LATEST STORIES:
Liberals cut Drive Clean fee

(Update)
Ontario’s drive clean program is going to change, slightly. The province announcing Tuesday it will soon reduce the fee for emissions testing by five dollars. But many say the government shouldn’t cut the cost, but instead scrap the program altogether.
It was meant to curb emissions, some say that drive clean is just blowing smoke.
Jason Hunt at Beech Motorworks completes several tests per week. Their shop was the first garage in Ontario to implement drive clean back in 1999. They say that it was effective back then, but now it’s taking time away from more important work: “I personally think it should be just thrown out the window really.”
Clint Giles is the Manager: “I think it did a lot of good in the first 2 or 3 years, and in the last 10, whatever it’s been, very little.”
The program does make money for the government.
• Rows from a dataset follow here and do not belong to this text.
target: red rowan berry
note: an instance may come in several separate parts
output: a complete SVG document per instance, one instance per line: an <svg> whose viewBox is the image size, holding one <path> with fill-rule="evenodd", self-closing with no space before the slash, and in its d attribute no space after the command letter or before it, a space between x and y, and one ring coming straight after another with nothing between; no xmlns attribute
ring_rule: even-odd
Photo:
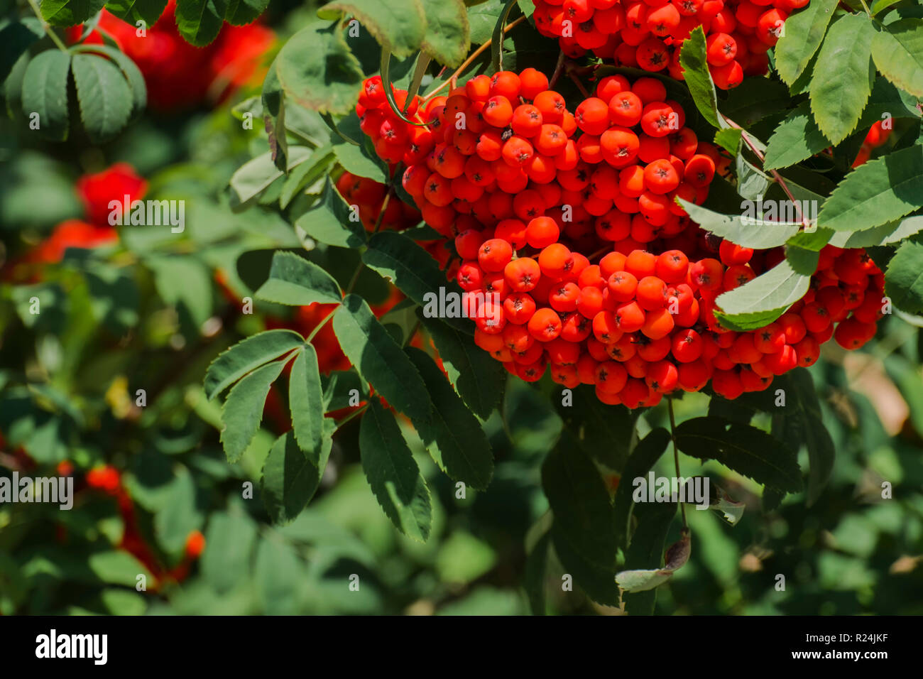
<svg viewBox="0 0 923 679"><path fill-rule="evenodd" d="M477 262L485 272L501 272L512 258L513 249L502 238L491 238L481 245Z"/></svg>
<svg viewBox="0 0 923 679"><path fill-rule="evenodd" d="M503 313L510 323L522 325L535 313L535 300L528 293L514 292L503 300Z"/></svg>
<svg viewBox="0 0 923 679"><path fill-rule="evenodd" d="M529 319L528 327L539 342L550 342L561 333L561 319L552 309L539 309Z"/></svg>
It is supposed to be non-profit, but drive clean will have an estimated $50 million dollar surplus by 2018. Tuesday at Queen’s Park Environment Minister Jim Badley announced that they would reduce the fee from $35 dollars down to $30 per test by April first, ending the surplus but not the revenue: “You pay HST on top of everything, bizzare as it might seem.”
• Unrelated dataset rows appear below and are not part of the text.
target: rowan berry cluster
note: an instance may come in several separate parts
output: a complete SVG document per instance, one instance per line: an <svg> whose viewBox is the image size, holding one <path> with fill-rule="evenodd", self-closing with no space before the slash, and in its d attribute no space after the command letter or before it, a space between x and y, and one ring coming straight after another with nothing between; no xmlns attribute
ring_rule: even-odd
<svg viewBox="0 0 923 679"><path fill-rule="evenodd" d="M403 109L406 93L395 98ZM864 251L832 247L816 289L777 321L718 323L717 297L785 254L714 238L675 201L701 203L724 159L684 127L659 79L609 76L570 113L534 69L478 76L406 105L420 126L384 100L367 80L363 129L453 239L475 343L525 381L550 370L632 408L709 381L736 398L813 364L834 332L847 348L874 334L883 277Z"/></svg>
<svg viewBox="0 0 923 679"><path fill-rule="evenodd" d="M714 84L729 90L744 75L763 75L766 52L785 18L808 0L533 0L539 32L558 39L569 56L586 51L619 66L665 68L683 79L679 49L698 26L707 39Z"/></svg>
The Minster said they will not scrap the program because it is effective in curbing pollution. In December of last year, then Auditor General Jim McCarter said that better cars and cleaner fuel are more responsible for the reduction of pollution over the past 15 years.
It’s actually gotten to the point where 95% of cars who are tested in Ontario pass easily and those who do fail its usually because the check engine light is on, not because of what’s coming out of the tail pipe.
Tests of more recent vehicles are showing emissions far better than drive clean standards.
Giles said: “A lot of the vehicles were coming up zero’s across the board. They’re running that clean that there’s zero emissions coming out of the car.”
In the past year Beech has been forced to install new drive clean equipment or risk losing business. In recent months, British Columbia and 6 regions in the U.S. have each decided to scrap their versions of drive clean, but here in Ontario, the contract goes until at least 2020.